The result will be lots of people being released from detention and disappearing into the community. Their cases will still show in the backlog, though, which will grow and grow and grow.
If this is what happens, there would be little deterrent effect. The failure will be self-reinforcing.
Just yesterday, Immigration Minister Robert Jenrick announced that the government is abandoning the centrepiece policy of the Nationality and Borders Act 2022 less than a year after it was implemented. Not only that, but he is having to pull caseworkers off dealing with the asylum backlog to grant proper status to the refugees affected by the now-abandoned policy.
The government was warned that policy was not just pointless but counterproductive. They’re being given the same warnings about the new legislation. The whole thing will have to be undone and corrected very quickly if implemented, yet again distracting ministers and officials from whatever new issues have arisen.
Hope is hard to kill
Refugees are motivated by fear of what lies behind and hope for what lies ahead.
Hope is notoriously hard to kill, although Braverman, Jenrick, Sunak and co are certainly doing their best. The reason refugees choose to keep moving is because, against all the evidence, they hope things will get better. Sherine McCarthy talks about “cognitive migration” and the “imagined destination”; refugees feel like things will be better when they get where they are going. Like all of us, they can also be overly optimistic about how they personally will perform in their imagined new environment. “If I can only get there, then I’ll…”

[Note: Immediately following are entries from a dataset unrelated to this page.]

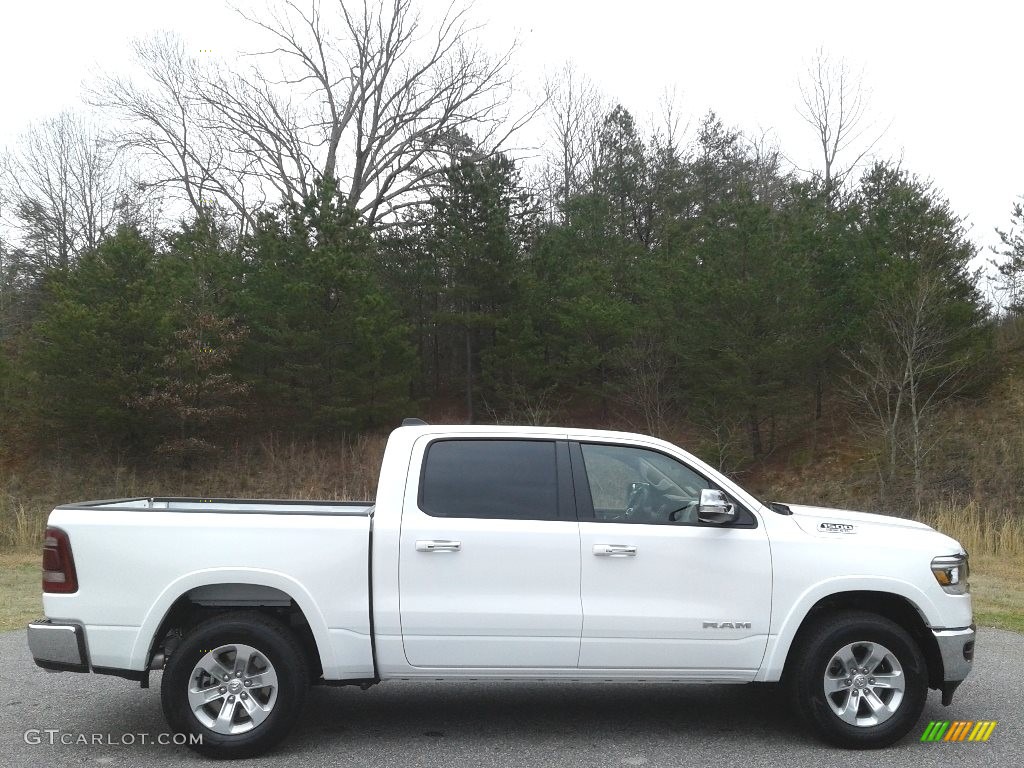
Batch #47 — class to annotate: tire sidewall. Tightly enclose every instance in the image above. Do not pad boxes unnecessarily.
[161,615,309,758]
[794,614,928,749]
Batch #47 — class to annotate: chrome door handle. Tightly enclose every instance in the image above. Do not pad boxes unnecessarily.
[416,540,462,552]
[594,544,637,557]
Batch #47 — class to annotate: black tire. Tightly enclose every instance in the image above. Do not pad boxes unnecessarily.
[161,611,310,759]
[785,610,928,750]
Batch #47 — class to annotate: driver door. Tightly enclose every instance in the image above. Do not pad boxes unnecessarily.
[571,443,772,680]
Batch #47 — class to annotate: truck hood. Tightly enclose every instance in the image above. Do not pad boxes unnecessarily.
[785,504,935,537]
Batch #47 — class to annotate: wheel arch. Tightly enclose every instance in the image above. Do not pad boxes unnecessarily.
[774,589,943,688]
[131,568,336,677]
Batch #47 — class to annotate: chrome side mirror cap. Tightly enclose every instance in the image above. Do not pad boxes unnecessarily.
[697,488,739,525]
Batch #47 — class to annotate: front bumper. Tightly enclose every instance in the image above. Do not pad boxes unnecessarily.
[28,618,89,672]
[932,624,976,705]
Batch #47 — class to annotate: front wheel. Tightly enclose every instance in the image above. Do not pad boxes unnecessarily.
[161,612,309,758]
[787,611,928,750]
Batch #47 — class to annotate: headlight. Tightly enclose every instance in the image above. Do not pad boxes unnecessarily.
[932,552,971,595]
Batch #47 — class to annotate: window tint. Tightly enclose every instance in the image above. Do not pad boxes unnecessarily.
[420,440,558,520]
[580,443,712,524]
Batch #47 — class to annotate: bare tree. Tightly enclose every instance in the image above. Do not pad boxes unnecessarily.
[86,33,260,231]
[845,271,971,508]
[0,113,130,273]
[544,62,603,214]
[90,0,532,226]
[797,49,885,210]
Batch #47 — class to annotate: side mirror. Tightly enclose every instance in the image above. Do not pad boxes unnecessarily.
[697,488,738,525]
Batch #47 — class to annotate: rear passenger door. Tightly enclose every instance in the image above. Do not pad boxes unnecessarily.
[399,435,583,669]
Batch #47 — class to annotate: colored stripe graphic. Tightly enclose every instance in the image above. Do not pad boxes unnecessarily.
[921,720,998,741]
[943,720,974,741]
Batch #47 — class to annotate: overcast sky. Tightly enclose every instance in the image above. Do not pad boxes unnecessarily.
[0,0,1024,264]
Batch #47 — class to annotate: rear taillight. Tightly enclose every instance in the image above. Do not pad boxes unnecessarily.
[43,528,78,594]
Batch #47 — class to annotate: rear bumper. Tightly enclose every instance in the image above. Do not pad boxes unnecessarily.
[28,618,89,672]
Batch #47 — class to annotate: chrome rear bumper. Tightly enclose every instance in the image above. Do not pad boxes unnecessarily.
[28,618,89,672]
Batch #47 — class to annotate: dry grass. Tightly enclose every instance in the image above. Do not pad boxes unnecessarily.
[0,553,43,632]
[0,435,1024,632]
[916,499,1024,561]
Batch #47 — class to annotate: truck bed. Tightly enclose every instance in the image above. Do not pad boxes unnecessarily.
[57,497,374,517]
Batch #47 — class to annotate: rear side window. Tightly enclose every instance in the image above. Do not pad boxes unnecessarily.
[420,440,558,520]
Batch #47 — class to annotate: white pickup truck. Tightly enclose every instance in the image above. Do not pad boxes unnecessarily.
[29,420,975,757]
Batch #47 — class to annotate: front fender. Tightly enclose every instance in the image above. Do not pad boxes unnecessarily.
[756,575,940,682]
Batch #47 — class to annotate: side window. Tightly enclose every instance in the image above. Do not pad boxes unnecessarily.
[420,440,558,520]
[580,443,712,524]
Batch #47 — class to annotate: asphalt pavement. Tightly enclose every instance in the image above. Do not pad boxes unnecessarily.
[0,629,1024,768]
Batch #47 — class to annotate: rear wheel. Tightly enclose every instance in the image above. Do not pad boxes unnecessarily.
[786,611,928,749]
[161,612,309,758]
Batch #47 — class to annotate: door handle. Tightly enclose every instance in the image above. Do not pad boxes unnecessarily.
[416,540,462,552]
[594,544,637,557]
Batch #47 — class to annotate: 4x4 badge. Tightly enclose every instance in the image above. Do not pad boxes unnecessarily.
[818,522,857,534]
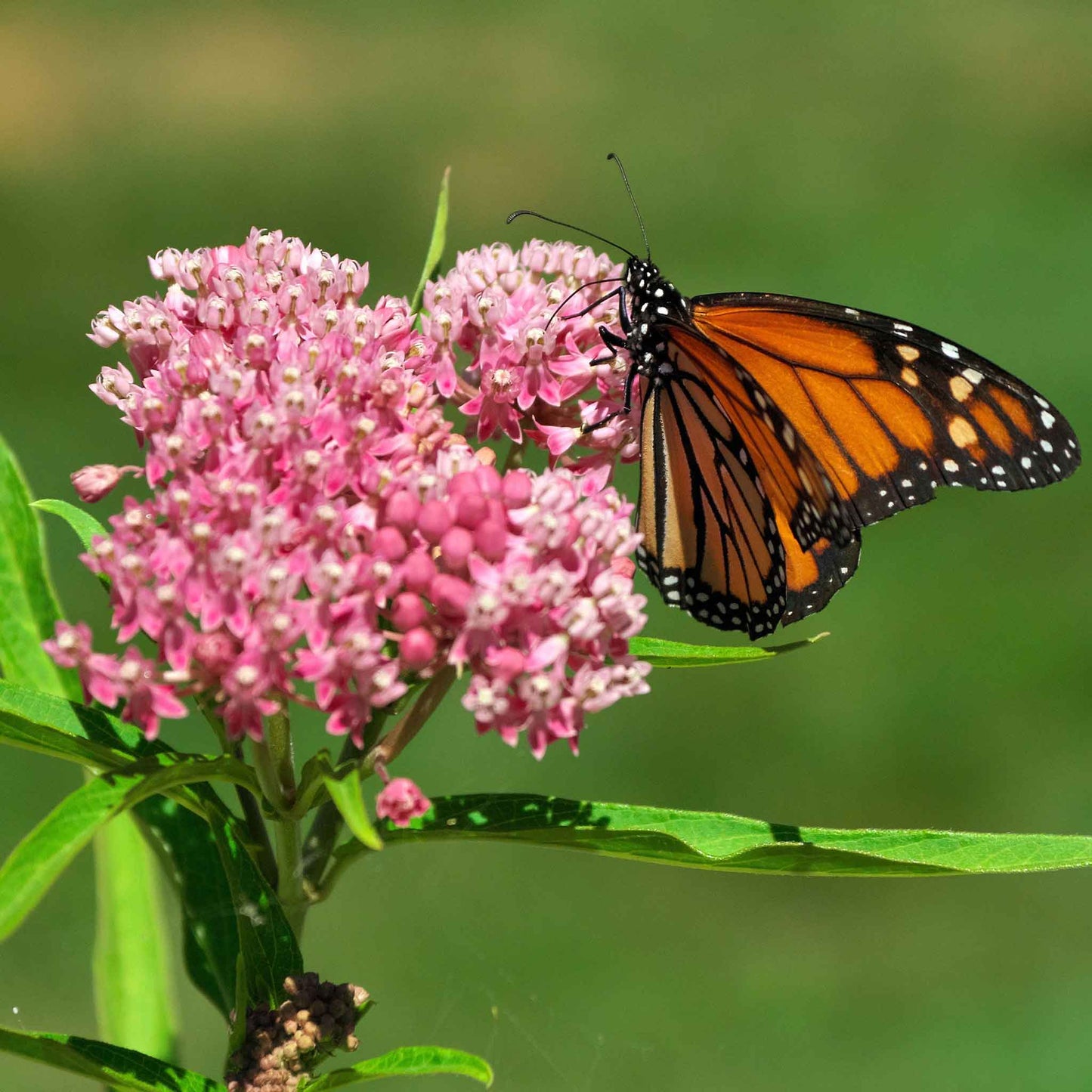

This is not necessarily irrational. If your situation is already abysmal, taking even big chances might be worthwhile.
By definition, the group of refugees we are talking about have reached northern France, they have no secure status right now and never will, they are living rough in tents with no water or toilets and under constant pressure from the semi-militarised French police. If removal to Rwanda is a remote prospect, as many of us think, how, exactly, will they be worse off if they manage to reach the United Kingdom?
The refugees targeted by the Illegal Migration Bill quite literally have nothing to lose.
Finally, some context. This chart is from the Home Office’s own quarterly immigration statistics, released on 25 May:
The United Kingdom still receives far, far fewer asylum applications than our European neighbours.